Without the scientific method, a single variable cannot be isolated. But the loss of fidelity that is inevitable from making a complex and changing system reproducible, often means a variable cannot be isolated to any clinically-meaningful way.

Knowledge acquisition: standardized experiments versus competitive, evolutionary pressure

Economists were involved early in describing ‘the knowledge problem’ that prevents understanding of complex systems14; a problem very relevant to clinical practice.

Indeed, the field of economics successfully underwent a similar paradigm shift last century, where the prevailing theory of top-down knowledge, based on historical evidence, proved hopelessly inefficient in allocating resources.

Economists now emphasize the evolutionary nature of economic activity, where technological and institutional innovation proceeds through individualized processes that are, crucially, uncoordinated and diffuse.15 16 Only at the most basic level does innovation involve formal experimentation. The success or utility of a given technology or business practice is only determined when entrepreneurs introduce knowledge gained from basic research to the real world.
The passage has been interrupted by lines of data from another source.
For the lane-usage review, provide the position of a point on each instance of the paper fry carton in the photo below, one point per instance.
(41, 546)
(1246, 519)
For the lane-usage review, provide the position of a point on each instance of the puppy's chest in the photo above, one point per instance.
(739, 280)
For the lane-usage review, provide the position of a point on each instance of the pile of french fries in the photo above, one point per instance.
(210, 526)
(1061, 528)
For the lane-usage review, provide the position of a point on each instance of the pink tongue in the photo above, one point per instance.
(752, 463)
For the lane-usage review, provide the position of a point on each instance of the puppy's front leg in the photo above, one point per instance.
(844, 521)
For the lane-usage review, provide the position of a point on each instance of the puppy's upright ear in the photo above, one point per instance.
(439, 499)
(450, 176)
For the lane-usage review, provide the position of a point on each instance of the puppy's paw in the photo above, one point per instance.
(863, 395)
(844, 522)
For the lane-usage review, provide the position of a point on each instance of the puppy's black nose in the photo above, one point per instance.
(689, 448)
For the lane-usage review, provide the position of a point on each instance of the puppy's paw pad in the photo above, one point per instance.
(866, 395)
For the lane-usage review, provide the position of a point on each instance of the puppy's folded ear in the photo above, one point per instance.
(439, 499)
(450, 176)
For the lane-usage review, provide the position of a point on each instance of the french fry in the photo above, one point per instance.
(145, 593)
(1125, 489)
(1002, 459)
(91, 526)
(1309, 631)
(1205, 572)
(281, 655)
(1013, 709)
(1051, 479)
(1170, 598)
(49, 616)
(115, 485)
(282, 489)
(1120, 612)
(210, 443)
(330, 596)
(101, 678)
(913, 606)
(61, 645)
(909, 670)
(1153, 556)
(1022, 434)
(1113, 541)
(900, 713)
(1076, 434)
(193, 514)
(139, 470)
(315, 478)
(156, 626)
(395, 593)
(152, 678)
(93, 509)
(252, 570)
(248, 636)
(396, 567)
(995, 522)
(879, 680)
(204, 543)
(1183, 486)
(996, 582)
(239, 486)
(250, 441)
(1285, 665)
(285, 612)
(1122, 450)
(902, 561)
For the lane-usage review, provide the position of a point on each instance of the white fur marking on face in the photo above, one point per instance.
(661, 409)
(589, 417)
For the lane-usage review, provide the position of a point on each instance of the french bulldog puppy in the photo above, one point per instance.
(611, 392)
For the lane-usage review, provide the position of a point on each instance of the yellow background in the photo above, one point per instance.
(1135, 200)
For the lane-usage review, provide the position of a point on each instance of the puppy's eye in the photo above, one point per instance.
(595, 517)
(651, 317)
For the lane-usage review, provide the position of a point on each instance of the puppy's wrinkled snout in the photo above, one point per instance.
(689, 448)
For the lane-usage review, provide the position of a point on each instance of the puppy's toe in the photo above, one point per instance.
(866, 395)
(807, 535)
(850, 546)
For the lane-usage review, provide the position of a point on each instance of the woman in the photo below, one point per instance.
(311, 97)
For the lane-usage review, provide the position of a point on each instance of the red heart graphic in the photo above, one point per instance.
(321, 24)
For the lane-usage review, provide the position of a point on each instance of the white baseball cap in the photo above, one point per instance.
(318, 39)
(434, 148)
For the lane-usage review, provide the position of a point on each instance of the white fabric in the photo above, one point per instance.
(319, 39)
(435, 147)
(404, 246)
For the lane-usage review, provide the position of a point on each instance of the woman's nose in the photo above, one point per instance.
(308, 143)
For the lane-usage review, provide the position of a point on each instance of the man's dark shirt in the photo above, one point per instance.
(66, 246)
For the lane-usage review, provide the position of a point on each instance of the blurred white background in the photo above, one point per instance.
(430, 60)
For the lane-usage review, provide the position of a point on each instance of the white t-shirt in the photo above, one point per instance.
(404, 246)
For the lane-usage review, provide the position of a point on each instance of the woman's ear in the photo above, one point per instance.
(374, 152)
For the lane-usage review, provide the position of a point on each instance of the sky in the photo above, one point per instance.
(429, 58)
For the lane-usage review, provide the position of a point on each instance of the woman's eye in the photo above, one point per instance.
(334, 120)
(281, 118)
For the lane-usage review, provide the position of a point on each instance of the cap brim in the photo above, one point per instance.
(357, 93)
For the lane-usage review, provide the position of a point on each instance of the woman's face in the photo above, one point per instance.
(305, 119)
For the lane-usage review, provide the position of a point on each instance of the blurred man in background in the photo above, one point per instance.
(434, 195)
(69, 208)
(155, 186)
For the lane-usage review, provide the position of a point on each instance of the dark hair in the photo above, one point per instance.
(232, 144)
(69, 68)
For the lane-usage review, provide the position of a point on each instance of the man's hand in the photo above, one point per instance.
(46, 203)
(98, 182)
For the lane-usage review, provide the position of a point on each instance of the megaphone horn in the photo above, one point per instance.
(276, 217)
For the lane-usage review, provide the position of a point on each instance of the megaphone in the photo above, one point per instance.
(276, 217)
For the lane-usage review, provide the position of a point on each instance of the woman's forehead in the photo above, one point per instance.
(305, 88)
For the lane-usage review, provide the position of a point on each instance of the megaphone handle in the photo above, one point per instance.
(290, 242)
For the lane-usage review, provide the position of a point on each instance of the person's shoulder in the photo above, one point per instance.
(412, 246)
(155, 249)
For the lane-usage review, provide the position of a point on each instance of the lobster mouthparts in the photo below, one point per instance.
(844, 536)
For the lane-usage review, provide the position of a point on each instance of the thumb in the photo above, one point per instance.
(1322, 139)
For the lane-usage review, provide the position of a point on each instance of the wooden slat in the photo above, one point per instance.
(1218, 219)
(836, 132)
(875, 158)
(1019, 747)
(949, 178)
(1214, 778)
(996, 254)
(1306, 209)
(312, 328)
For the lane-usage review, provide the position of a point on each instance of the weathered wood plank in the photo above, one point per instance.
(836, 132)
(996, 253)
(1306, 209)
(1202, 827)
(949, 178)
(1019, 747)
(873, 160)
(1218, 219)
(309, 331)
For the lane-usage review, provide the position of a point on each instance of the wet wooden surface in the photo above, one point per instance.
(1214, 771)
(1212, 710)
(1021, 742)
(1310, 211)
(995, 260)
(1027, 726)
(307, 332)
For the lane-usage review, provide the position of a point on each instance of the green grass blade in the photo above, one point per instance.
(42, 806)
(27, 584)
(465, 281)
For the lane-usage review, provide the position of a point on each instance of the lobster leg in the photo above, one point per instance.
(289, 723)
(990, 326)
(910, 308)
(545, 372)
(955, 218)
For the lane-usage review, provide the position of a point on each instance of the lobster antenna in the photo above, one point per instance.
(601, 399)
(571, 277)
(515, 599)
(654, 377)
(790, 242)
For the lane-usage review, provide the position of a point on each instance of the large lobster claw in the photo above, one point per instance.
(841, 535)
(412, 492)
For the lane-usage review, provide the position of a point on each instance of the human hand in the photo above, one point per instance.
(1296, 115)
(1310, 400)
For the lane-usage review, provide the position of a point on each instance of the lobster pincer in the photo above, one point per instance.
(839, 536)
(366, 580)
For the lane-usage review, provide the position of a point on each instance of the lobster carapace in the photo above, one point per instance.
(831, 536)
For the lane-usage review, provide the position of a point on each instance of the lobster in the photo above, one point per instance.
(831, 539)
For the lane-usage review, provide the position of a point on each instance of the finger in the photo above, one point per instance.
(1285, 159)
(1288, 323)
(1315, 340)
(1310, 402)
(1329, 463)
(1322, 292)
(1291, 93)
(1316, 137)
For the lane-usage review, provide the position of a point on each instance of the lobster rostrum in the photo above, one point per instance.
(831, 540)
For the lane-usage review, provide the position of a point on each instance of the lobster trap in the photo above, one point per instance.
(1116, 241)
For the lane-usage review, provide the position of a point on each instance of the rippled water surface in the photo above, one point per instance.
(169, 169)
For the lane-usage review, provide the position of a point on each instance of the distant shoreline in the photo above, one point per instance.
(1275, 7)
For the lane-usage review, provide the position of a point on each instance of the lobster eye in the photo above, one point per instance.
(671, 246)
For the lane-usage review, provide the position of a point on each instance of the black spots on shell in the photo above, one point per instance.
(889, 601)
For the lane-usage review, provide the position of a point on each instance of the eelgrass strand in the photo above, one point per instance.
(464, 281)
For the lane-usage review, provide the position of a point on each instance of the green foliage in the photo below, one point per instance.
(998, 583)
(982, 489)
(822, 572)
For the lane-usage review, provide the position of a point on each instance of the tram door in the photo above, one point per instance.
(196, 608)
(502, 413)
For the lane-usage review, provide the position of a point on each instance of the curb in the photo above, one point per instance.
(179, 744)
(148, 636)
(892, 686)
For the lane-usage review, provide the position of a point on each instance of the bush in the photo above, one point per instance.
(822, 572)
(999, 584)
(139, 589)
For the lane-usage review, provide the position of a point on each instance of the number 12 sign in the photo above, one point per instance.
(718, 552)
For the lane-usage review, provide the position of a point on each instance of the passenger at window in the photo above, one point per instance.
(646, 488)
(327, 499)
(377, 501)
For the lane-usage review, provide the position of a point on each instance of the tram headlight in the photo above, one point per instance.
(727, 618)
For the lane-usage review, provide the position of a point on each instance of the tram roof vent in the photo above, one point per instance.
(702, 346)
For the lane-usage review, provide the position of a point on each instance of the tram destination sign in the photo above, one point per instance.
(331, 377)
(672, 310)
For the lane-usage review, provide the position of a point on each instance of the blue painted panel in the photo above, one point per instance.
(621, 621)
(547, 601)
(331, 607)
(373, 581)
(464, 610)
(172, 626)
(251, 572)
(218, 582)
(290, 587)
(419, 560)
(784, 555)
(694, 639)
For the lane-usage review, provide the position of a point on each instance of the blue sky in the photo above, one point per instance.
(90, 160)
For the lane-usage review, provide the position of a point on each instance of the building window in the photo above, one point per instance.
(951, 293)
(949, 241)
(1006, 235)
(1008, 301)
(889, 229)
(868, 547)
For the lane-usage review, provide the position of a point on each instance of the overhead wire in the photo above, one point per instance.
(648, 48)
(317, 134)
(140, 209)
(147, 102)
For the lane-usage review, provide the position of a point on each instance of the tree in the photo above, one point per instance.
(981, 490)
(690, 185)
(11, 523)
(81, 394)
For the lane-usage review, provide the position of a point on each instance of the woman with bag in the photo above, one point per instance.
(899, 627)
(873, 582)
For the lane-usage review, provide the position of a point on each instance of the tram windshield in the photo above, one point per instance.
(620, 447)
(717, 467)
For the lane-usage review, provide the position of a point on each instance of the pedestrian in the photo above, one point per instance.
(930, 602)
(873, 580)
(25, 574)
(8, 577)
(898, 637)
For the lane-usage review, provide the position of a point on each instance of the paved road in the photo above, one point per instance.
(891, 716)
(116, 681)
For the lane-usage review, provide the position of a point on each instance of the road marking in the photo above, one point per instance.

Schumpeter17 described the former as invention and the latter as innovation. Innovation is grounded in the time, place, and environment in which it occurs — it emerges from the specific, rather than being imposed upon it.

Formal experimentation does not have the ability to subject an innovative method to the inconceivable combinations of multiple courses of action (and changes) that are simultaneously occurring in the real world.

To illustrate the concept, many UK hospitals declined involvement in the RELIEF trial.10 However, the implementation and adaption of fluid regimens in these hospitals would be continually generating large amounts of useful knowledge (renal, cardiac and lung function, anastomotic leak, infection, mortality) during the concurrent testing of multiple clinical interventions related to optimizing perioperative fluid balance; more usable information than would be predicted from a large reproducible experiment. Cumulatively, from practices around the world, inordinate, concurrent signals generated from practice implementation and adaptation may provide more usable knowledge to elucidate both efficient and inefficient clinical practices than an experiment.

A contemporary economic concept is that innovation requires both a technical phase and an entrepreneurial phase.18 19 The innovation fallacy is ‘the belief that the innovation problem is solved entirely in the first phase; the technical phase.’19 The innovation fallacy is particularly relevant to EBM.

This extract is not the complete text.